Time is a circle: Black man in London is stopped by police and has his car window smashed… while coming home from a TV interview about police racism.
“History will always be haunted by the shadows of what might have been; this moment, though, brings the ghosts to the fore. What if Americans had been told to wear masks sooner? What if the police killings of American citizens hadn’t been captured on camera? What if Hillary Clinton had—? What if Donald Trump hadn’t—? What if, as a flurry of individual choices solidified into shared fates, things had gone just a little bit differently?
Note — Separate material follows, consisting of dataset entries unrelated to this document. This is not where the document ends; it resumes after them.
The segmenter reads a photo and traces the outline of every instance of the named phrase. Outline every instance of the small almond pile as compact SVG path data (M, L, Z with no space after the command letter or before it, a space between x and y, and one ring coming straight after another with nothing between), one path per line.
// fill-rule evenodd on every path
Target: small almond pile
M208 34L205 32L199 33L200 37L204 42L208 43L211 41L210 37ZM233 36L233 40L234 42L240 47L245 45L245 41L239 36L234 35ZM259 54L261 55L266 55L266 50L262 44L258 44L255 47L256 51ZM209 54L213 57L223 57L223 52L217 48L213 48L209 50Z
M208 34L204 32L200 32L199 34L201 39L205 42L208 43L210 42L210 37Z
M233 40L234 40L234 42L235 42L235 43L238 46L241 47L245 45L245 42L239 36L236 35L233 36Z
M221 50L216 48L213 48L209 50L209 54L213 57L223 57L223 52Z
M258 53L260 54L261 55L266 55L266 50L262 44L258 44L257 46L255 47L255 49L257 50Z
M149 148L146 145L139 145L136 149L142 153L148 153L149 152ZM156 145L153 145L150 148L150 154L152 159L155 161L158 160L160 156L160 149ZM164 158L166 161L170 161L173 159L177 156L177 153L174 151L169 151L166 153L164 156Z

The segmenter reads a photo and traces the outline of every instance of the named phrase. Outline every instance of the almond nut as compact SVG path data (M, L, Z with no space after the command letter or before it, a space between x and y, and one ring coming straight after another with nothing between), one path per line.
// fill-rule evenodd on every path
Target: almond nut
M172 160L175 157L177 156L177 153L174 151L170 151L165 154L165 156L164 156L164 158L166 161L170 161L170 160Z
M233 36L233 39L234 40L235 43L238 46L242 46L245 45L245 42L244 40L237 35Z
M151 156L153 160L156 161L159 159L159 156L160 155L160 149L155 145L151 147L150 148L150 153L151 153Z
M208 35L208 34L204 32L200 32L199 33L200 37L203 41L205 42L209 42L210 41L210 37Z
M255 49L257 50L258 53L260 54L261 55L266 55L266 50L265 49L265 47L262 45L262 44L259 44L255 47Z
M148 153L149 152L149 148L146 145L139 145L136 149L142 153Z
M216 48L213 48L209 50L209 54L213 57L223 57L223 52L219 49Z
Those are questions fit for fiction, until they aren’t.”
– Megan Garber, The Atlantic
“It has become clear, in these last decades of decadence, decline, towering institutional violence, and rampant bad taste, that American life is stuck somewhere inside the Paul Verhoeven cinematic universe.” People didn’t really get Starship Troopers when it came out. But, as with most Paul Verhoeven movies, as David Roth writes brilliantly in the New Yorker, society tragically tends to grow and distort itself until his vision fits painfully. See also, Hilary Mantel reviewing Robocop on original release, “either a fascistic blood-ballet or clean satirical fun”.
“They often seem like nice people who privately are doing terrible things to themselves.” So Lorrie Moore describes millennials in her absolutely off-the-hook NYRB “review” of Sally Rooney’s Normal People, and its quite lovely TV adaptation, which got a lot of people quite upset. Jonny Diamond, over at LitHub, got it about right when describing it as “ecstatic, intergenerational, theses-nailed-to-the-door” — ecstatic was the word we didn’t know we were reaching for. It seems like many of the folks who got the maddest were making the mistake of reading it straight, as opposed to the giddily silly, forceful, yet still affectionate provocation it clearly is?
At Rest of World, Danielle Mackey tracks the organised and systematic deployment of trolls in Ecuador, a practice pioneered by the former president Rafael Correa, who now appears to keep his own trolls on hand as something of a troublemaking standing army. Troll deployment, though, has become “democratized”, spreading to all sides, leading to a fundamental and perhaps irreversible reshaping of discourse: “While troll accounts strove to appear credible, ordinary citizens began adopting troll-like behaviour, mimicking the aggressive and violent language of bots.” This is perhaps best read in conjunction with John Herrman documenting how the social networks are finally beginning to ban extremist groups — Who Gets the Banhammer Now? — with a sharp reminder of the space between the “polite fiction” of how “community” is defined on these platforms, and what it actually means.
John Berger’s A Fortunate Man, in radio drama form. Look, just go spend an hour with Berger and a rural doctor and some quaint BBC radio production — we promise you won’t regret it. (It expires in a few days, though, hop to it.)